Israeli media reports suggested the missile had been detected at a very late stage.“The warhead of this missile is separate from the body, and with the help of wings and jam-proof navigation systems it zigzags its way towards the target, which can make interception systems very difficult,” said a report on the Ynet newspaper website.
The Houthis, who, like Hezbollah, are aligned with Iran, have repeatedly fired drones and missiles toward Israel since the start of the war in Gaza between Israel and Hamas, but nearly all of them have been intercepted over the Red Sea. They have also repeatedly attacked commercial shipping in what they portray as a blockade against Israel in support of the Palestinians, although most of the targeted vessels have no connection to Israel.
If Sunday’s strike is confirmed, it would mark the first instance of a missile launched from Yemen landing on Israeli soil.
In July, an Iranian-made drone sent by Yemen’s rebels struck Tel Aviv, killing one person and wounding at least 10. At the time, the drone appeared to have crossed much of the country through the multilayered air defences that have intercepted almost all Houthi drones and rockets since the war in Gaza began.
A senior Biden administration official told CNN in June that Israel’s air defences risked being overwhelmed by multiple attacks.
On Sunday morning, the Israeli military also reported that approximately 40 projectiles had been launched from Lebanon, with the majority being intercepted or landing in uninhabited regions.
Tens of thousands of people have been displaced on both sides of the Israel-Lebanon border, and Netanyahu said on Sunday that the current situation was not sustainable.
“The existing situation will not continue. We will do everything necessary to return our residents safely to their homes,” he said. “We are in a multi-arena campaign against Iran’s evil axis that strives to destroy us.”
Tensions are also high in the West Bank, where Israeli military operations have been going on for weeks and violence has reached unprecedented levels, posing a significant threat to local communities. A UN worker was fatally shot by a sniper while on the roof of his home in the northern West Bank on Saturday.

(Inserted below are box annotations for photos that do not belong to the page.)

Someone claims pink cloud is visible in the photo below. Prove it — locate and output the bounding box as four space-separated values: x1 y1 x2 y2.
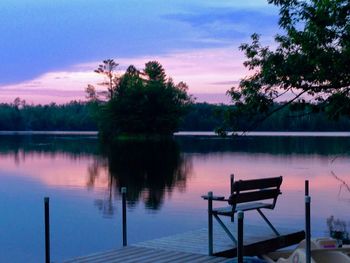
0 46 247 104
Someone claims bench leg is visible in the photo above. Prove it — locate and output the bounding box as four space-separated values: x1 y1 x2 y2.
256 208 280 236
213 214 237 246
208 192 213 256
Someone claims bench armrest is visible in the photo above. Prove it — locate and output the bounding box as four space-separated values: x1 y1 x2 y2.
201 195 228 201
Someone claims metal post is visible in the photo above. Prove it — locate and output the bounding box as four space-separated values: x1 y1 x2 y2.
44 197 50 263
230 174 235 222
122 187 128 247
208 192 213 256
305 196 311 263
230 174 235 194
237 211 244 263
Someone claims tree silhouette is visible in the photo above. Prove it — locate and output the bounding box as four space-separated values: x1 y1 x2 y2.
228 0 350 131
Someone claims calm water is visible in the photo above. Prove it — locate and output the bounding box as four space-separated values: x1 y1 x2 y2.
0 134 350 262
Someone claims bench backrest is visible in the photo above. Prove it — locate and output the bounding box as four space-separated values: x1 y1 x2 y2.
228 176 283 209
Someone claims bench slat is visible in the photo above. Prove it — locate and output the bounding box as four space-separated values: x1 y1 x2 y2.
228 189 281 205
213 202 272 216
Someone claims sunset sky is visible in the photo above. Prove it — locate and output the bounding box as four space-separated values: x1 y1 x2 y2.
0 0 278 103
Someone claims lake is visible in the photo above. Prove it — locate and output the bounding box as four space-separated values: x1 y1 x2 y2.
0 133 350 262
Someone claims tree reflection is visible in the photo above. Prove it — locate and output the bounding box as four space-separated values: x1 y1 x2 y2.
87 140 192 216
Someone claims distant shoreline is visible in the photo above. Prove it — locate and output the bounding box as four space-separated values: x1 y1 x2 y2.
0 131 350 137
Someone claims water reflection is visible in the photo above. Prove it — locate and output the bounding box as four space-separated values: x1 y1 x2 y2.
0 136 192 217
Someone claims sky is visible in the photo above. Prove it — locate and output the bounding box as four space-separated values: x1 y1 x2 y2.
0 0 278 104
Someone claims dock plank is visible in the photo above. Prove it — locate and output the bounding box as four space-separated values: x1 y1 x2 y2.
65 223 304 263
134 223 304 257
64 246 227 263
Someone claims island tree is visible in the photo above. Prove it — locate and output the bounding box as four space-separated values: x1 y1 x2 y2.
227 0 350 131
89 60 193 139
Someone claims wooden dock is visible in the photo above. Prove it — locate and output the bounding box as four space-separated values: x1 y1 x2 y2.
66 225 305 263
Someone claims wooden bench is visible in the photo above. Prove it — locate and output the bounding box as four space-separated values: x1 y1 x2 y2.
202 175 283 251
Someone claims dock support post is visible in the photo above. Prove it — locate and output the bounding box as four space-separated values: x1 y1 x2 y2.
305 180 311 263
44 197 50 263
208 192 213 256
230 174 235 222
237 211 244 263
122 187 128 247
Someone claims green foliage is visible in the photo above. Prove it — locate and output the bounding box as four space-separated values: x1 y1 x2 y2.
95 61 192 139
228 0 350 131
0 101 96 131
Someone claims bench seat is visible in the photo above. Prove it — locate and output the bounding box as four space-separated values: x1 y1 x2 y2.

Sufyan Jaber Abed Jawwad, who worked as a sanitation worker with Unrwa, the UN agency for Palestinian refugees, became the first employee of the agency to be killed in the West Bank in more than a decade.
The incident came as mourners gathered in Turkey to lay to rest a US-Turkish activist who was killed by the Israeli military during a protest in the West Bank this month.
Ten months into Israel’s war on Gaza, the death toll has passed 41,000, according to health authorities there. Most of the dead are civilians and the total represents nearly 2% of Gaza’s prewar population, or one in every 50 residents. The conflict was triggered by Hamas’s attack on 7 October in which 1,200 people died and about 250 were taken hostage.